Bill Hocker | Nov 20, 2015Healdsburg Tribune 11/18/15:
Call to stop ‘Napafication’ of county
In a public comment at the Nov 18th meeting of the Napa planning commission David Heitzman of the Defenders of the Napa Watersheds (DENW) asked the commissioners, and the rest of us, to google "napafication".
I did so and came across the above article about a Sonoma meeting two days earlier. "Napafication" has been used for some time in Sonoma to describe the negative impacts of tourism development, traffic and degradation of the natural landscape, as this
LA Times article from 1999 attests. Salinas residents were also concerned about the trend in
this article in 2002. And another from
Oregon, and
Canada and this from an
article on a Long Island winery also from 1999: "Some locals worry about the potential Napafication of their pretty little corner of the world. Will it become commercial and overcrowded and lose its rural charm?" I don't think one could find a more succinct definition of the phenomenon.

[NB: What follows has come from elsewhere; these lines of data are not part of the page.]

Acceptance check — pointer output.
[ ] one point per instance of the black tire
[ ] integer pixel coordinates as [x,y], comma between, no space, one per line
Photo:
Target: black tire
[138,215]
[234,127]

I also discovered it used in articles on the a
spanish wine region and on a
mexican tequila region not necessarily as a pejorative but as examples of how singular regional agriculture can be exploited as the base for a tourist economy. The residents of those places had yet to feel the impacts of napafication, I suspect.
While "like Disneyland" or "like Las Vegas" are often referred to as similes for the conversion of an authentic community or environment into a tourist trap, I could find no word other than "napafication" as a synonym for the process. What does that say about the world's image of this place?
Unfortunately my naive assumption for the last two years has been that the tourist commercialization of the next door property in my remote mountain retreat was a recent trend. We just had to lobby hard and present some common sense about the obvious negative impacts of tourism development to the good people of this county to nip a disease in the bud. Unfortunately, it seems that Napa was in fact the source of the disease long ago, and, like a phylloxera, has spread to wine growing regions everywhere. Tourists to the Napa Valley have been carrying the napafication bug on their shoes to the remote corners of the world ever since Robert Mondavi opened the prototype for the tourism event center in 1966.
Can napafication be rooted out at its source? Too late, I'm afraid - we will have to continue living with the scars. But do we just give up, bear up under the traffic, let the vines wither to make way for wine themed event centers and vine-garnished parking lots that recall a storied past like the grape crusher presiding over Meritage's potemkin vineyard. In a hundred years will the world's only image of this place be the term "napafied" applied to a thousand winery tourist traps around the world?
There is still much of Napa county, like Soda Canyon Road, and like much of the watersheds, that has remained un-napafied. The threats are there - napafication projects have been proposed. Does the county have the courage to halt the spread of this disease bearing its name? And once arrested, does the county have the courage and foresight to begin a recovery, where possible, of its agrarian health currently threatened by the development of ever more tourism infrastructure? I would like to think that the world's source of this affliction might also become the source of the strategies, the policies, in a word, the "de-napafication" necessary for remission.